On peut fractionner l'essai en trois parties, grosso modo. La première est de façon assez amusante à la fois la plus lucide et la moins surprenante des trois, étant donné qu'elle consiste en une synthèse acide, martelée et particulièrement bien ficelée des raisons pour lesquelles le féminisme existe et est nécessaire, avec un état des lieux de la condition féminine dans les années 70 dont on constate avec une certaine amertume qu'il peut encore, à (très) peu de chose près, parfaitement décrire la situation actuelle. Pour qui est déjà un peu renseigné sur le sujet, il y a donc assez peu de nouveauté, mais cela pourrait par exemple constituer une introduction très efficace pour un public plus novice.

La deuxième partie est, quant à elle, la plus critiquable et sans doute la plus instructive, de façon inattendue. Françoise d'Eaubonne y dresse une sorte de panorama de l'ensemble des victoires, obstacles et objectifs du féminisme des années 70, avec des focus successifs sur l'ensemble des régions du monde, mais aussi des comparaisons entre régimes capitalistes et communistes (eh oui, en 74, l'URSS était loin de la fin de parcours), et c'est sans doute là qu'on se confronte à ce que lui reprochent le plus les deux autrices contemporaines qui préfacent le texte, à savoir une difficulté à intégrer et représenter d'autres points de vue et d'autres vécus que le sien, et une perspective qui reste malgré tout très occidentalo-centrée (avec en plus de ça certaines prises de position sur divers sujets, notamment une posture abolitionniste assez péremptoire vis-à-vis du travail du sexe, qui posent parfois question). La pensée féministe a beaucoup, beaucoup évolué depuis l'époque d'Eaubonne, et ça se sent. Il ne s'agit donc aucunement de faire un procès d'intention à l'autrice, mais simplement de constater que certains éléments de son propos ont vieilli. Comme elle l'analyse elle-même, le féminisme ne peut se limiter à une seule perspective, mais en bonne représentante d'un courant universaliste encore très très majoritaire à l'époque (pour les néophytes : on oppose en général le féminisme universaliste, qui estime en gros - je schématise - qu'il existe une manière unique et universelle de lutter pour les droits des femmes et une seule définition du progrès féministe, aux féminisme intersectionnel, qui estime que le vécu et les besoins de chaque femme peuvent énormément différer en fonction d'autres paramètres - identité de genre, race, classe, orientation sexuelle, etc. -, et que la lutte et les discours féministes doivent donc être adaptés à chacune), d'Eaubonne peine à intégrer davantage de diversité à son propos.

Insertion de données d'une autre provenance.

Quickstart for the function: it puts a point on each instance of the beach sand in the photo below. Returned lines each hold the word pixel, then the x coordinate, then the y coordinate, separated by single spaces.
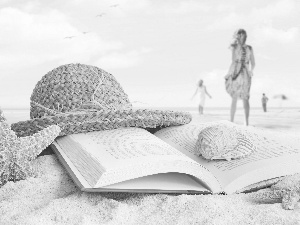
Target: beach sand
pixel 52 198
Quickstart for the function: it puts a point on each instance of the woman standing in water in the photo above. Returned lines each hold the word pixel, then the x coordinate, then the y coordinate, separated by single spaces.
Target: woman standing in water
pixel 238 79
pixel 201 91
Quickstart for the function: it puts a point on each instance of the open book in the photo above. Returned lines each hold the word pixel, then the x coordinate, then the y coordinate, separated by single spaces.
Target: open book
pixel 134 160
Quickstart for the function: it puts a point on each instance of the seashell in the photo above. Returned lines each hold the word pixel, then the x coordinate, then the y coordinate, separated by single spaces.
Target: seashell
pixel 224 140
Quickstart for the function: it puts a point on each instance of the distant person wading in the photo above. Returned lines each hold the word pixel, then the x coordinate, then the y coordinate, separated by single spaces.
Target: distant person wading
pixel 238 79
pixel 264 101
pixel 201 91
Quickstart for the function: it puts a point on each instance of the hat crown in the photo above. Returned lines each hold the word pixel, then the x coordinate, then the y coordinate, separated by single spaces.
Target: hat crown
pixel 69 87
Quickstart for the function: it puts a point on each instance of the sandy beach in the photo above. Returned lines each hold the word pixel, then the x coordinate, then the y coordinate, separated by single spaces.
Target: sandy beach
pixel 52 198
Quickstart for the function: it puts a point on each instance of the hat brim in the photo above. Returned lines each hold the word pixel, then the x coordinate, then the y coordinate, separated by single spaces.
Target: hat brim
pixel 87 121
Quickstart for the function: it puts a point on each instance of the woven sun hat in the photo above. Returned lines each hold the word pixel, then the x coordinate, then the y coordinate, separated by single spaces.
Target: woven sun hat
pixel 82 98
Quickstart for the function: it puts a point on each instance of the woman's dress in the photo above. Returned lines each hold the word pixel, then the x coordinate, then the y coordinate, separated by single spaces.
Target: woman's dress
pixel 202 95
pixel 239 87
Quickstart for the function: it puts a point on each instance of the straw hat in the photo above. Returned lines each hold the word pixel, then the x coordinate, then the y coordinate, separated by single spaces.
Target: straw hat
pixel 82 98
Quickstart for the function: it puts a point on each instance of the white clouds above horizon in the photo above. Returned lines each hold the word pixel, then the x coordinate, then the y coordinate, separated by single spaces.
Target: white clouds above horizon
pixel 163 40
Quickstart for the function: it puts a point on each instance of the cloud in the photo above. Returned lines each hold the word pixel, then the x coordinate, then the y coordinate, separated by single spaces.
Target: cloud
pixel 282 36
pixel 28 39
pixel 122 59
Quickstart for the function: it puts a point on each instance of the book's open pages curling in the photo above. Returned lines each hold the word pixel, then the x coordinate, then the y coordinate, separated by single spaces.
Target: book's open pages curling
pixel 133 159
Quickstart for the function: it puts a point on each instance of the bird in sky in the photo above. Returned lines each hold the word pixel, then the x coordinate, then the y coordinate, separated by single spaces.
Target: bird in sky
pixel 100 15
pixel 69 37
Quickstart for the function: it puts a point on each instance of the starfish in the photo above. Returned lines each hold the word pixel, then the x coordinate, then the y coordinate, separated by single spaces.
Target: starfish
pixel 16 153
pixel 287 190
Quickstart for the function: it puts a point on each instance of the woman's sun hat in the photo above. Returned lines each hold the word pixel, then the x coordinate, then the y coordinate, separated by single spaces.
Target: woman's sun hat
pixel 82 98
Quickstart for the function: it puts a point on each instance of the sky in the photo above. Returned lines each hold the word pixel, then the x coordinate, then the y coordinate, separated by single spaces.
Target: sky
pixel 156 49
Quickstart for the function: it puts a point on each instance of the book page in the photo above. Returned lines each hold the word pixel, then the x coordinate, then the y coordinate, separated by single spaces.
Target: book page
pixel 269 160
pixel 113 156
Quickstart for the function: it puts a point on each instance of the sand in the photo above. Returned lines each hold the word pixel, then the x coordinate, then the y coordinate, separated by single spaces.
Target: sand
pixel 52 198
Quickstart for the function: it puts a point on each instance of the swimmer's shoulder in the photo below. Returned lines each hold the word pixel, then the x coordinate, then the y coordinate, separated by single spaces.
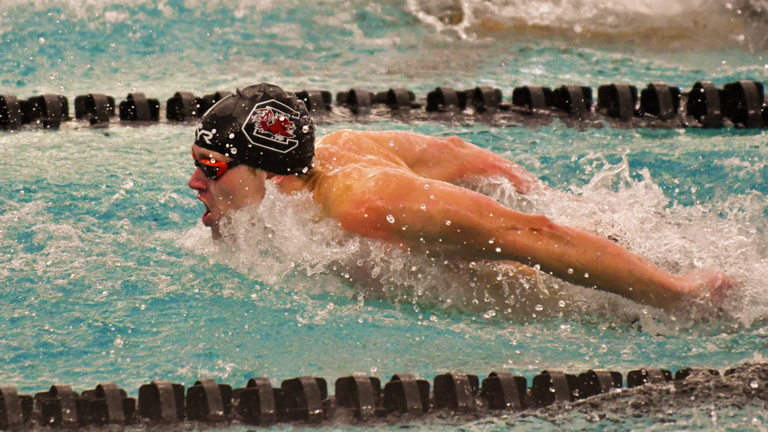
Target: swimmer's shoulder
pixel 347 147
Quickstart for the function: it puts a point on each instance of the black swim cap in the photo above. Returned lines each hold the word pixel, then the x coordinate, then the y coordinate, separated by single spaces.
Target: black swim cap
pixel 261 126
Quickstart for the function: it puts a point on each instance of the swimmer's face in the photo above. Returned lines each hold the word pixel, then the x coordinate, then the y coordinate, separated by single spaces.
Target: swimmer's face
pixel 238 187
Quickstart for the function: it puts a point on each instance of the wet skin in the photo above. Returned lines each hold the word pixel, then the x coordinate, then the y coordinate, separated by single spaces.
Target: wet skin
pixel 374 183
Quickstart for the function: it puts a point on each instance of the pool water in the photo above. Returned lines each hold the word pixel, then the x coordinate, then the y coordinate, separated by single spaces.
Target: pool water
pixel 109 275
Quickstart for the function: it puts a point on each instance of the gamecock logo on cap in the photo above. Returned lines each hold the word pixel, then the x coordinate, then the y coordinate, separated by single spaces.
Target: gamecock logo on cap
pixel 271 124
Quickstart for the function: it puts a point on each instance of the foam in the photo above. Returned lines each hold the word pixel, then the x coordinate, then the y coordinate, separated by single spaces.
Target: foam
pixel 285 242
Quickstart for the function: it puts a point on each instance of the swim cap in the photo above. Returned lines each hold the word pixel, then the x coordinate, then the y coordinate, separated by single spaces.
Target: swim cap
pixel 261 126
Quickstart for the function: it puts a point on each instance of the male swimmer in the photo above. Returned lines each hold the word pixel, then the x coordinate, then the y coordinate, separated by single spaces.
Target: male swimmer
pixel 374 183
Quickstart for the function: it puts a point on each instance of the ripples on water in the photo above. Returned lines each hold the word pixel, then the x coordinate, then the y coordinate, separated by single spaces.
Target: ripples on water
pixel 108 274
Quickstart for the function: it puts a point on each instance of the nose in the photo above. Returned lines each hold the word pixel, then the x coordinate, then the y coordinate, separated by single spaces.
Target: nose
pixel 198 180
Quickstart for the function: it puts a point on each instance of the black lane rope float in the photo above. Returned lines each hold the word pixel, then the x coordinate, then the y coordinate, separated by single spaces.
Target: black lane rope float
pixel 740 104
pixel 305 400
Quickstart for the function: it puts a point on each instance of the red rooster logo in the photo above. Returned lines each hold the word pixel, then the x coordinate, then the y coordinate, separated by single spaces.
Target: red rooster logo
pixel 279 126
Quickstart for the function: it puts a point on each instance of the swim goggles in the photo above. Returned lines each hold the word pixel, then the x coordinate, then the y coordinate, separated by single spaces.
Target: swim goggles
pixel 214 170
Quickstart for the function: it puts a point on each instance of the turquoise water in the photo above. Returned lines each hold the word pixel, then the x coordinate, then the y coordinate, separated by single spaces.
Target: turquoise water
pixel 109 275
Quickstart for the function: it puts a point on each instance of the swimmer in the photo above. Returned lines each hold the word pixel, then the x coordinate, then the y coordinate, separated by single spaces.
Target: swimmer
pixel 374 183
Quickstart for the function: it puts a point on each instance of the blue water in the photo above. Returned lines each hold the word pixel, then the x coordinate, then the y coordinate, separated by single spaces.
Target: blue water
pixel 108 274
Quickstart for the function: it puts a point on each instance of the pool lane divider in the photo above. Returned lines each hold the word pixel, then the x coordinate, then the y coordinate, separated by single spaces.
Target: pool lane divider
pixel 305 400
pixel 740 104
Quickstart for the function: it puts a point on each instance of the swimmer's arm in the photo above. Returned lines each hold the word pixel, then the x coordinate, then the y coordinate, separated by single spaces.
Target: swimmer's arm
pixel 394 206
pixel 451 159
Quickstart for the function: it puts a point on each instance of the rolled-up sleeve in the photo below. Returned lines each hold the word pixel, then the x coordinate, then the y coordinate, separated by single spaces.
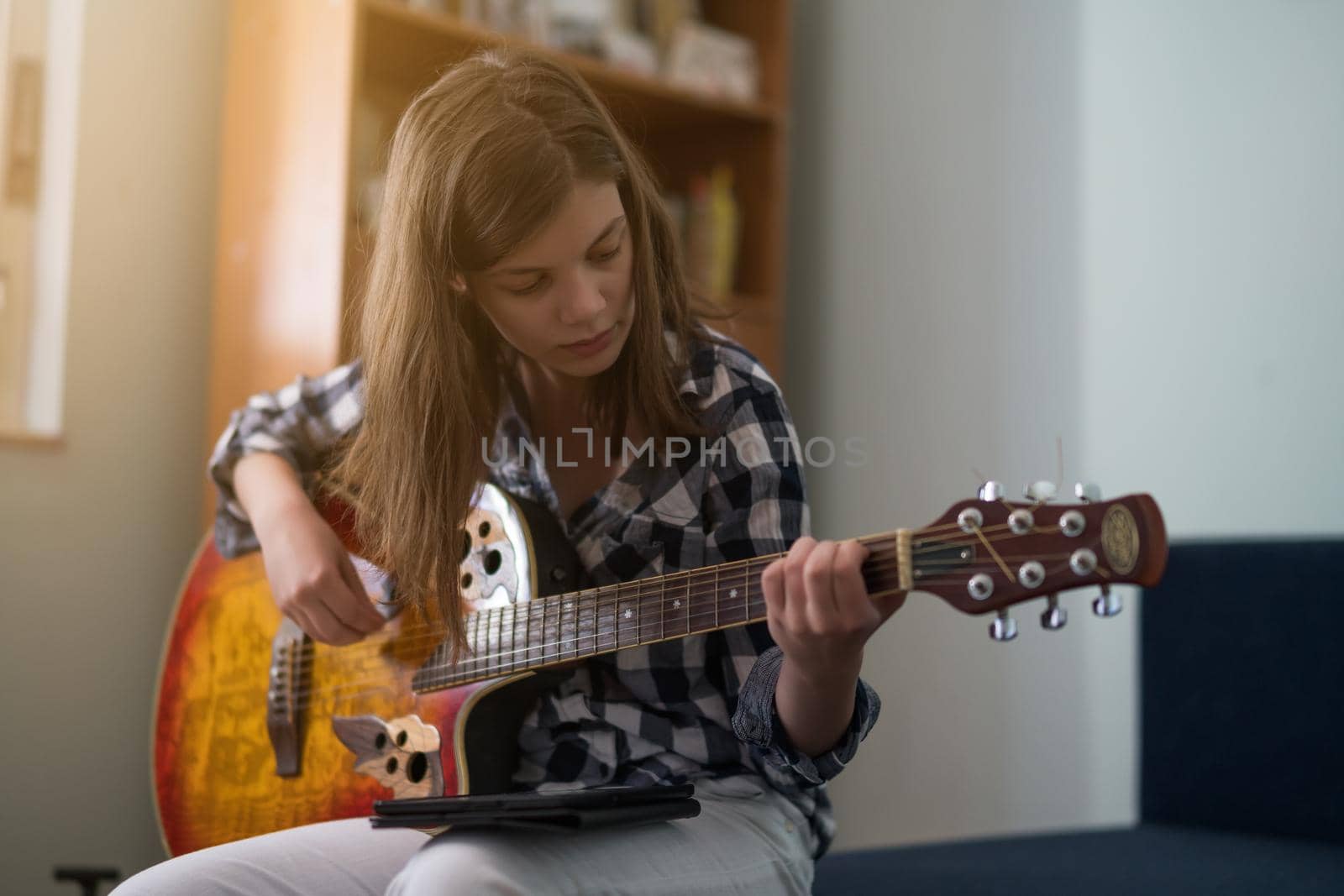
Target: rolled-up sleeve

La troisième partie, enfin, est celle qui fait véritablement le sel du récit, celle qui lui donne toute sa pertinence, à la fois d'un point de vue historique, puisqu'elle est le fondement de la pensée écoféministe, à une époque où personne ne défendait encore pareil point de vue. L'approche de Françoise d'Eaubonne est particulièrement plaisante et pertinente en ce qu'elle est véritablement globale, et ne verse ni dans le simple réformisme ("il faut donner plus de droits aux femmes et tout ira mieux"), ni dans la tendance un peu spiritualisante qu'on peut observer à l'heure actuelle (le féminin sacré, Gaïa, la mère nature, les femmes un peu essentialisées comme proches de la nature, tout ça). L'argument de Françoise d'Eaubonne est limpide : l'exploitation effrénée, destructrice et en un mot injuste de l'environnement est une conséquence du patriarcat (elle utilise plutôt le terme "phallocratie", mais soit, on s'entend Françoise), les femmes et les minorités sociales en sont les premières victimes, et de simples mesures palliatives ne permettront certainement pas d'y remédier. Au-delà de la "révolution", il s'agit de lancer une profonde "mutation" de notre façon d'envisager l'économie, le travail, les relations humaines et sociales, sans quoi le genre humain court tout droit vers la destruction, les plus fragiles en premier évidemment. A ce titre, le propos de l'autrice était inédit à l'époque, et reste encore aujourd'hui plus que pertinent, à l'heure où l'on voit se multiplier les manifestes écoféministes et où il n'a jamais été aussi urgent de penser la justice sociale et climatique. Il ne s'agit pas de dire "les femmes savent mieux faire" ou "il suffirait de mettre des femmes à la tête des Etats pour que ça s'arrange", mais de poser les bases d'une réflexion holistique, ambitieuse et politique capable de repenser l'iiiintégralité de notre fonctionnement actuel avant qu'il n'ait eu tout à fait raison des ressources dont on a besoin pour survivre.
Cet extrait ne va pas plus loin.